The nation's biggest high-performance computer maker, Dawning Information Industry Co Ltd, said yesterday that it would make the fastest supercomputer in China, which would make the country one of the world leaders in the field.
Dawning said in Beijing that it would cooperate with the National Research Center for Intelligent Computing System and US semiconductor giant Advanced Micro Devices (AMD) to develop a Red Grid program.
The product will be named the Dawning 4000A and will have a peak speed of 10,000 giga-floating point operations per second (Gflops), slower than only those setups in the Earth Simulator Center in Japan and the Los Alamos National Laboratory in the United States.
The previous high ranking for a Chinese company on the world's Top 500 Supercomputer chart was 43rd, garnered by the Legend Group last year.
"The Red Grid program marked a milestone in China's development in high-performance computing," said Shi Dinghuan, secretary general of the Ministry of Science and Technology.
The Dawning 4000A will adopt cluster computing technology by integrating a collection of computers to cooperatively work as a single computing source.

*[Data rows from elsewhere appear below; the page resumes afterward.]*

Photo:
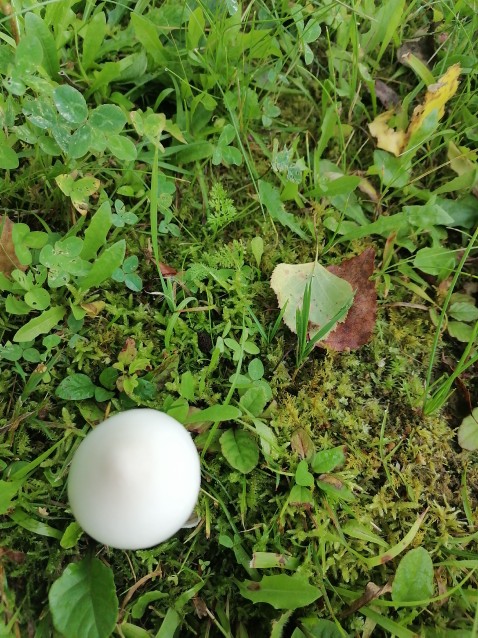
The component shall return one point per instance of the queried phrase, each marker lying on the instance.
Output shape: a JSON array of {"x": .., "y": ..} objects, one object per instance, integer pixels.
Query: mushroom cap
[{"x": 134, "y": 480}]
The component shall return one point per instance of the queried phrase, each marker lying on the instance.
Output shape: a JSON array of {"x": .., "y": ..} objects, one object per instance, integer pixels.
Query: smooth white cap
[{"x": 134, "y": 480}]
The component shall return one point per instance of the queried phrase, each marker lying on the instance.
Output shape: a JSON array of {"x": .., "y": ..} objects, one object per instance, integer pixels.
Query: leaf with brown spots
[
  {"x": 8, "y": 259},
  {"x": 359, "y": 324}
]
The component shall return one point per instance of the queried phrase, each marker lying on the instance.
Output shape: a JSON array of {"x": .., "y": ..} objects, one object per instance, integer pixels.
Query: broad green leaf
[
  {"x": 147, "y": 34},
  {"x": 320, "y": 628},
  {"x": 71, "y": 536},
  {"x": 255, "y": 369},
  {"x": 270, "y": 197},
  {"x": 109, "y": 260},
  {"x": 461, "y": 331},
  {"x": 38, "y": 298},
  {"x": 391, "y": 170},
  {"x": 8, "y": 157},
  {"x": 108, "y": 118},
  {"x": 240, "y": 450},
  {"x": 40, "y": 325},
  {"x": 122, "y": 147},
  {"x": 34, "y": 25},
  {"x": 414, "y": 577},
  {"x": 80, "y": 141},
  {"x": 76, "y": 387},
  {"x": 97, "y": 231},
  {"x": 28, "y": 54},
  {"x": 93, "y": 37},
  {"x": 83, "y": 600},
  {"x": 468, "y": 432},
  {"x": 8, "y": 491},
  {"x": 328, "y": 293},
  {"x": 281, "y": 591},
  {"x": 215, "y": 413},
  {"x": 70, "y": 103},
  {"x": 327, "y": 460},
  {"x": 302, "y": 475}
]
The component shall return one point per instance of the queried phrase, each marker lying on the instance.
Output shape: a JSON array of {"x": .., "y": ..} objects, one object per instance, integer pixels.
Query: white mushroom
[{"x": 134, "y": 480}]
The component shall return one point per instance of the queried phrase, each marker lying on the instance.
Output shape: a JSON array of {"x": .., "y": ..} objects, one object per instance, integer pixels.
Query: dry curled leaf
[
  {"x": 359, "y": 324},
  {"x": 372, "y": 591},
  {"x": 167, "y": 271},
  {"x": 388, "y": 138},
  {"x": 8, "y": 259},
  {"x": 437, "y": 95}
]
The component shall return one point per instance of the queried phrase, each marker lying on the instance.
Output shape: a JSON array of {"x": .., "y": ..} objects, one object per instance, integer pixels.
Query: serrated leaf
[
  {"x": 281, "y": 591},
  {"x": 34, "y": 25},
  {"x": 329, "y": 293},
  {"x": 108, "y": 118},
  {"x": 40, "y": 325},
  {"x": 76, "y": 387},
  {"x": 97, "y": 231},
  {"x": 8, "y": 258},
  {"x": 83, "y": 600},
  {"x": 104, "y": 266},
  {"x": 414, "y": 577},
  {"x": 240, "y": 450}
]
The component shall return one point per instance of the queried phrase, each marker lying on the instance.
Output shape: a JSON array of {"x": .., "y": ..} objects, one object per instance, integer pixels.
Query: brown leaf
[
  {"x": 167, "y": 271},
  {"x": 302, "y": 443},
  {"x": 359, "y": 324},
  {"x": 372, "y": 591},
  {"x": 387, "y": 96},
  {"x": 8, "y": 258}
]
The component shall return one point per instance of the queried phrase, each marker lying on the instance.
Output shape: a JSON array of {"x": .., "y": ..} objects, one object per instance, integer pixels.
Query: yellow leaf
[
  {"x": 387, "y": 138},
  {"x": 436, "y": 97}
]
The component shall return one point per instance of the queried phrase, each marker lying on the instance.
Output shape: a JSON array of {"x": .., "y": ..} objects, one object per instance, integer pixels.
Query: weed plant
[{"x": 157, "y": 161}]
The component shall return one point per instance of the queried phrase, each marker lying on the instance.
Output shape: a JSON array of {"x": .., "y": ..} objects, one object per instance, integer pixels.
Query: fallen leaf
[
  {"x": 167, "y": 271},
  {"x": 8, "y": 259},
  {"x": 372, "y": 592},
  {"x": 302, "y": 444},
  {"x": 359, "y": 324},
  {"x": 394, "y": 141},
  {"x": 329, "y": 293},
  {"x": 388, "y": 138},
  {"x": 387, "y": 96},
  {"x": 436, "y": 97}
]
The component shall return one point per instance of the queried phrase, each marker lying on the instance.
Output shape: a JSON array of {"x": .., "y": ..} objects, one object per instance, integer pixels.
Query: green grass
[{"x": 227, "y": 139}]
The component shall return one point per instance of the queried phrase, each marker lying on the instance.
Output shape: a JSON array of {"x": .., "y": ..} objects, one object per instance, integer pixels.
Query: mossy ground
[{"x": 400, "y": 464}]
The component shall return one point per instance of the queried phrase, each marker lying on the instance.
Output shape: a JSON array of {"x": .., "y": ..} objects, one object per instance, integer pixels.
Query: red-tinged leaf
[
  {"x": 8, "y": 259},
  {"x": 359, "y": 324},
  {"x": 167, "y": 271}
]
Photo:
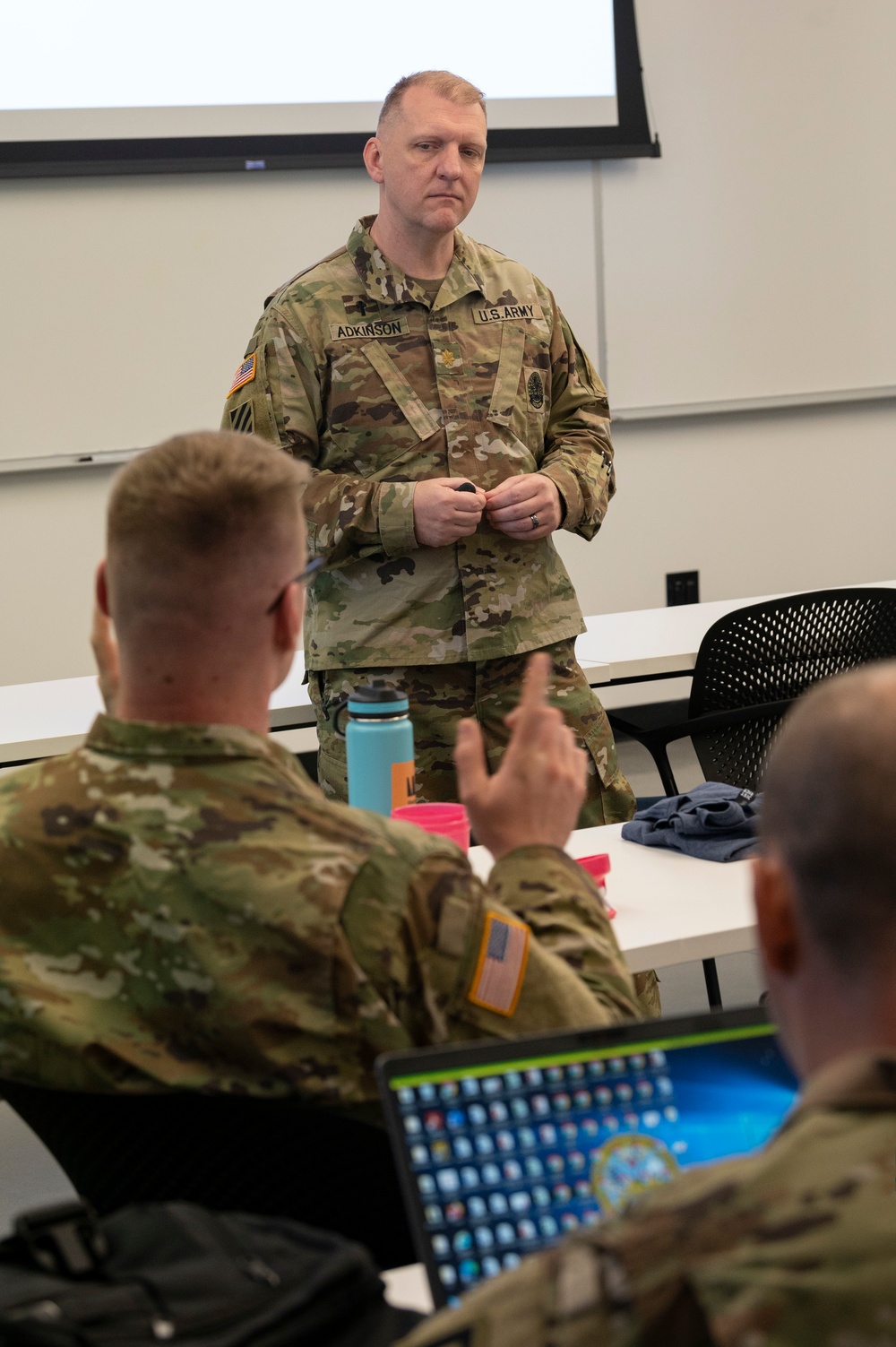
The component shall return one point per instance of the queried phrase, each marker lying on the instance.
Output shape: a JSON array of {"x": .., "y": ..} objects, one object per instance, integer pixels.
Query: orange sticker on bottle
[{"x": 403, "y": 784}]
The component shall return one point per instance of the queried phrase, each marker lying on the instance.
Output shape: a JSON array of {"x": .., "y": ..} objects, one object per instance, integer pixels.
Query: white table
[
  {"x": 662, "y": 642},
  {"x": 39, "y": 720},
  {"x": 670, "y": 908}
]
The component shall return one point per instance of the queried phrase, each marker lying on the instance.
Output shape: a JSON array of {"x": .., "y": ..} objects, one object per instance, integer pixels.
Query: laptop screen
[{"x": 503, "y": 1148}]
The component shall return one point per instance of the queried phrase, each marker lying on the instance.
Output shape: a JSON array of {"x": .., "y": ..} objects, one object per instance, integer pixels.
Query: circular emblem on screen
[{"x": 627, "y": 1165}]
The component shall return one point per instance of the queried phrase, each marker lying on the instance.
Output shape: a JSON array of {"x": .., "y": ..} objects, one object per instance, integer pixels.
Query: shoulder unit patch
[
  {"x": 241, "y": 419},
  {"x": 500, "y": 966}
]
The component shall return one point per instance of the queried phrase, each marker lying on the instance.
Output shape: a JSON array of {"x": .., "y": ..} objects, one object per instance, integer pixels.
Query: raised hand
[{"x": 537, "y": 792}]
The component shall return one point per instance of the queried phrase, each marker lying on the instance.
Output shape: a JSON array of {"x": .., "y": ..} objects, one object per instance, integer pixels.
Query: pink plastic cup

A supercomputer made with cluster computing technology only costs about one-quarter of those with vector or mainframe technologies, according to Li Guojie, an academic of the Chinese Academy of Science.
The supercomputer will have more than 2,000 AMD Opteron processors.

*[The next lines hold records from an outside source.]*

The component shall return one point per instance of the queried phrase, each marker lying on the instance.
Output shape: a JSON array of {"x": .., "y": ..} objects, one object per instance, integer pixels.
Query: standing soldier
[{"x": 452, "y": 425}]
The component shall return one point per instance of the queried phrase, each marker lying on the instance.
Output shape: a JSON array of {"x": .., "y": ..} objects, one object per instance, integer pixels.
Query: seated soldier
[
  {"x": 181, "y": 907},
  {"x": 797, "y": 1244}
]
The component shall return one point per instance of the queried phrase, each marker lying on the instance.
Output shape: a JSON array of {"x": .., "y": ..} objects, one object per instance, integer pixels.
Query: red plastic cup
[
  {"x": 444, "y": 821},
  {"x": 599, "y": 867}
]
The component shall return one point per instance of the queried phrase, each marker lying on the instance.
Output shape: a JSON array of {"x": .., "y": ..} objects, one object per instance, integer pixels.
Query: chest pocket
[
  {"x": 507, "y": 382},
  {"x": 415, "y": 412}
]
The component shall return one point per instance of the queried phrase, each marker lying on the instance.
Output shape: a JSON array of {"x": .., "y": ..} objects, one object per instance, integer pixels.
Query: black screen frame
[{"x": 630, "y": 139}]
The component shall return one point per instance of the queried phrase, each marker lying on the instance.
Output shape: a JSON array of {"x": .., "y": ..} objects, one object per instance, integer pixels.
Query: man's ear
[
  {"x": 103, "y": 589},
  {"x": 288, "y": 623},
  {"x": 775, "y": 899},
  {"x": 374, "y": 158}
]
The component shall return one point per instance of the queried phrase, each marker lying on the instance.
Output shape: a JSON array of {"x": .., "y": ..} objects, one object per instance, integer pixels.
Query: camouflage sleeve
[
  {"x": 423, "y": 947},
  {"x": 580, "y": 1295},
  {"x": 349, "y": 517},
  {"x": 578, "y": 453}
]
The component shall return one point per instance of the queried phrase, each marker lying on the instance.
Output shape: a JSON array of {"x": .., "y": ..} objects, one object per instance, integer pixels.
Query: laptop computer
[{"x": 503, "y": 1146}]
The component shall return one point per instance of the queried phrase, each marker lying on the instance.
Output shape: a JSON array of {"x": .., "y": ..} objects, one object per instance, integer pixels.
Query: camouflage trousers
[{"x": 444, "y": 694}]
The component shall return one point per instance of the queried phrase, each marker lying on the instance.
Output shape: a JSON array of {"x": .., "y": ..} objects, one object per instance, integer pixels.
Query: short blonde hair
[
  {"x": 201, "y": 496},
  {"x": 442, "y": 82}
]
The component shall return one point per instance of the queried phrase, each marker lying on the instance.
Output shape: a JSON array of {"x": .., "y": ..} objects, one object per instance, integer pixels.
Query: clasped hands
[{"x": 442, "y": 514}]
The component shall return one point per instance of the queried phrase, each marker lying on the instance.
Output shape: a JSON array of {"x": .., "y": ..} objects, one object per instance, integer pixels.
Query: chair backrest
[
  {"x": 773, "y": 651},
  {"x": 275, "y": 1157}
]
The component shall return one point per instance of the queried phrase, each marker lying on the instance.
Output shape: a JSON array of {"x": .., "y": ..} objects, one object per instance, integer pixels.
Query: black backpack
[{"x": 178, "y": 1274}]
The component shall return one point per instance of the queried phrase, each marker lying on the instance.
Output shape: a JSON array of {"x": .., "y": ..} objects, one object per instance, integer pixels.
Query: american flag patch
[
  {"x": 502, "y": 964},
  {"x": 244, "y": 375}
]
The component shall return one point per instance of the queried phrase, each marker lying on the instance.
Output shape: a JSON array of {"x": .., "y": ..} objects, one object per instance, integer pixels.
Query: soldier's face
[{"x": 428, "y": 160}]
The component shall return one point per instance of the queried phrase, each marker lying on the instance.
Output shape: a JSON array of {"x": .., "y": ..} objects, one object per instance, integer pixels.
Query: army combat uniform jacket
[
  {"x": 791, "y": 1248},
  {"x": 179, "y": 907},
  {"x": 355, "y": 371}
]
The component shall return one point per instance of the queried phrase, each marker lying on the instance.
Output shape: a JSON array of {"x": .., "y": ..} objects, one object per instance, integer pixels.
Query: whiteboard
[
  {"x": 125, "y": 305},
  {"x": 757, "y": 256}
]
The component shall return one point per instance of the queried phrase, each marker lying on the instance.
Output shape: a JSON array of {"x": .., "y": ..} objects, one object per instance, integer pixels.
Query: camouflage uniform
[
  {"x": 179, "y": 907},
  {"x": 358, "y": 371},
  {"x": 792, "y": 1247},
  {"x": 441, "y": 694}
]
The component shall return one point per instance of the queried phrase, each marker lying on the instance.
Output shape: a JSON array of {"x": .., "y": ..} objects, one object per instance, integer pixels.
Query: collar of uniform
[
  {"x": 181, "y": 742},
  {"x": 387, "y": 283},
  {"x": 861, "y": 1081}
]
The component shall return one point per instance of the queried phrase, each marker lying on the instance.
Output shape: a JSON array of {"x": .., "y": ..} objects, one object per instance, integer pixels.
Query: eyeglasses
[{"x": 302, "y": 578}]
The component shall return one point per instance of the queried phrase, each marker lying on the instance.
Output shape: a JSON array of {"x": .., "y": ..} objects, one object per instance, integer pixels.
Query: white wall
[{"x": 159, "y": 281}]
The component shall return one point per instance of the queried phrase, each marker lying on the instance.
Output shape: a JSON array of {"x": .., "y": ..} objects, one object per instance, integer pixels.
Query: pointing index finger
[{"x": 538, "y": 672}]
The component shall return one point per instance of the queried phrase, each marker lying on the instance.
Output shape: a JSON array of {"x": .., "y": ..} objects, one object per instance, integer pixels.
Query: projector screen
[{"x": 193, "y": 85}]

This is the first time that a Chinese supercomputer maker uses AMD's Opteron processors, and previously the chips by AMD's arch-rival Intel are the most favored choice.
Dawning President Li Jun said the high-performance and good compatibility between 32-bit and 64-bit computing by Opteron was a major factor in cooperating with AMD.
However, he said that all the software, main boards and stability designs are all invented by the Chinese.
The design of the Dawning 4000A has been completed and the finished product will be delivered to customers in June.
The supercomputer will be endorsed by weather forecasts, oil exploration, research organizations and other sectors.